The Cannes Film Festival will take a more stringent line on competition films after it emerged that Russia’s entry, Nikita Mikhalkov’s “Burnt by the Sun 2: Exodus,” had been released outside its home territory before the fest unspooled.
Cannes generally demands that films vying for the Palme d’Or must be international premieres that have not been shown publicly outside their country of origin.
Mikhalkov’s film — a $55 million blockbuster set during WWII — was released in Russia, Ukraine and Kazakhstan on April 22.
It was also released shortly afterward in Lithuania, Latvia and Estonia, former Soviet republics that are now part of the European Union.
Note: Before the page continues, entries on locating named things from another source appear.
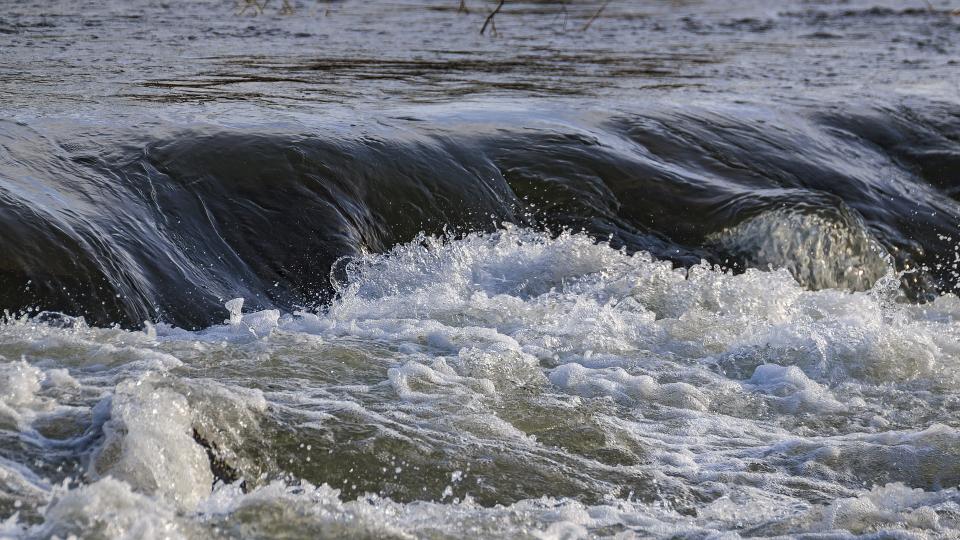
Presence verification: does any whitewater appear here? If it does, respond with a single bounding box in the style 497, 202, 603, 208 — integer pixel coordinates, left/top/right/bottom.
0, 0, 960, 540
0, 226, 960, 538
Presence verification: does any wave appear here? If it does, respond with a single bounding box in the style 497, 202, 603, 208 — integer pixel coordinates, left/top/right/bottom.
0, 98, 960, 328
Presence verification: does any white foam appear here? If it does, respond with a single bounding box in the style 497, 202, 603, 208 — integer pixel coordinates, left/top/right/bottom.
89, 377, 213, 510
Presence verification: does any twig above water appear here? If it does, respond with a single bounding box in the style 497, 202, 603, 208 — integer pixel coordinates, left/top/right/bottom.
480, 0, 506, 36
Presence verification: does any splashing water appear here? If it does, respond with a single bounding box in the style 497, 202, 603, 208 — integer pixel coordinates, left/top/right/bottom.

Mikhalkov tried to stop the screenings in Lithuania (where Russian films rarely screen later than a Moscow release, to reduce piracy) and sent a letter of apology to filmgoers about the cancellation, but the distrib had already spent money on marketing and, in the end, the film opened as planned to a paltry $46,000 for five weeks.
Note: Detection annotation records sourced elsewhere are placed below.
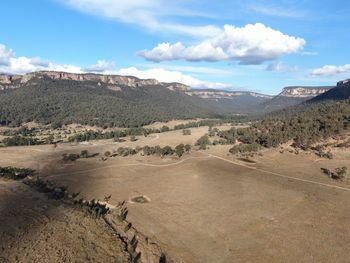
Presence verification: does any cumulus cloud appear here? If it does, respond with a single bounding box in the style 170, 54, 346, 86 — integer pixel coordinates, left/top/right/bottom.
138, 23, 306, 64
0, 44, 14, 66
59, 0, 220, 37
310, 64, 350, 77
117, 67, 232, 89
0, 44, 232, 88
266, 62, 298, 72
83, 60, 116, 73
Cannes topper Thierry Fremaux said, “We learned the film had been released in other territories during the event; we decided not to remove it from the schedule, but from now on the rule for a film in this case will be to remove it from the program.”
At a Cannes news conference on the day the film screened in competition, Mikhalkov brushed off the subject with a joke, remarking that “perhaps these countries are not outside our frontiers!”